Citigroup's long-running turnaround effort is starting to show up in the numbers. The bank just posted its strongest quarterly revenue in a decade, according to RBC Capital Markets, as a multi-year overhaul to simplify the business and cut costs begins to bear fruit.
RBC highlighted a 14% year-on-year rise in revenue to $24.8 billion, with all five of Citi's divisions growing. The bank also became more efficient: its "efficiency ratio" — which measures costs as a share of revenue — fell to 57.4%. That means Citi kept more of each dollar it brought in, a key sign that its cost-cutting efforts are working.
Profitability on the Rise
The improved efficiency helped lift return on tangible common equity (ROTCE), a key measure of bank profitability, by 4.3 percentage points to 13%. Tangible common equity is essentially a bank's net assets minus intangible items like goodwill, so ROTCE shows how well the bank is generating profits from its hard assets.
RBC sees these results as the payoff from Citi's transformation: simplifying the business, tightening controls, and cutting costs while keeping growth engines running. Two areas did most of the heavy lifting. Banking's returns jumped as Citi picked up more business in global capital markets, while Services — the division that provides payments and securities plumbing for large corporations — delivered a record $6.4 billion of revenue and a 30.9% ROTCE.
What It Means for Investors
For markets, RBC's 13% profitability figure matters more than the $24.8 billion revenue headline. Bank stocks often trade on a simple question: can the firm reliably earn more than shareholders expect for the risk they're taking? When investors believe the answer is yes, they usually pay a higher price relative to tangible book value (the bank's net assets, excluding intangibles).
Citi's 13% ROTCE combined with a 57.4% efficiency ratio suggests "operating leverage" — revenue rising faster than costs — which can lift profits even if economic growth cools. And Services' 30.9% ROTCE on record revenue matters because a consistently high-return segment can raise the group's longer-run earnings power. The valuation debate now hinges on whether these returns are repeatable, not just the result of one strong quarter.
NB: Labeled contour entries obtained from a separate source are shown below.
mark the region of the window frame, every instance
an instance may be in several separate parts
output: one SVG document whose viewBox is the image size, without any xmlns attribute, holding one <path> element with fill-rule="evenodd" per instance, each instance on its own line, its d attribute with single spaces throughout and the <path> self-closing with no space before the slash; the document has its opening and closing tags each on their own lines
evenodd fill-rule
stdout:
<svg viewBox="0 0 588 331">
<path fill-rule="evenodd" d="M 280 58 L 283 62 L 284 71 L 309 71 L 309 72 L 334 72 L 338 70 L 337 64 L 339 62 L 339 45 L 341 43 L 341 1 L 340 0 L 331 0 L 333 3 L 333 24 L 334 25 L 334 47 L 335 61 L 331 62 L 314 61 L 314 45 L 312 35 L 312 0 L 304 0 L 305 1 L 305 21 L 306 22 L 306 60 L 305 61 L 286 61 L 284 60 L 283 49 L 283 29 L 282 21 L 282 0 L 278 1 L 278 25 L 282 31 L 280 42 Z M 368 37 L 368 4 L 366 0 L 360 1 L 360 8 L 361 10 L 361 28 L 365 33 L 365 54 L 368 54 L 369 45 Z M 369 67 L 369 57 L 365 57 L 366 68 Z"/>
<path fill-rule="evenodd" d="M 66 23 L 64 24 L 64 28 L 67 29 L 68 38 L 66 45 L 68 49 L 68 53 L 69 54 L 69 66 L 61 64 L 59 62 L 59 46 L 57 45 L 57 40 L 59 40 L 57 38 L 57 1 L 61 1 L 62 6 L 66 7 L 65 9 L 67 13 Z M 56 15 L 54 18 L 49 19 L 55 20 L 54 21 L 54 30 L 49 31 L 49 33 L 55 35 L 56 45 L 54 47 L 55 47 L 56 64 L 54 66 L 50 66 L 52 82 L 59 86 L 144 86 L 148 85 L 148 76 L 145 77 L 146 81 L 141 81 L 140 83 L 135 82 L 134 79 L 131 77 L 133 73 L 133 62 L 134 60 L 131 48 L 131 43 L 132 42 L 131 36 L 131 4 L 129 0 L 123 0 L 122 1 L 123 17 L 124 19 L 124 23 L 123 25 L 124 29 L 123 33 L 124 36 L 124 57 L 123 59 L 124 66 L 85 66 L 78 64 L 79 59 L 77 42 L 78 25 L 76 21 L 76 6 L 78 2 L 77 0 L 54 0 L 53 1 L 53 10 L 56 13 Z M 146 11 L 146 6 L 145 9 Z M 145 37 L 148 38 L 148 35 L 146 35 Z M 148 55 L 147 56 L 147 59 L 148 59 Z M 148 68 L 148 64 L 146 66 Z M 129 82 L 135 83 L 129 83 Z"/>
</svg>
Other financial firms have also shown strong results recently. BNY Raises Full-Year Revenue Forecast After Record Quarterly Earnings, highlighting the broader strength in parts of the banking sector.
Looking Ahead
Investors will be watching whether Citi can sustain this momentum. The bank's transformation is still underway, and the key question is whether the improved profitability is durable or a one-off boost from favorable market conditions. For now, the numbers suggest the overhaul is on track.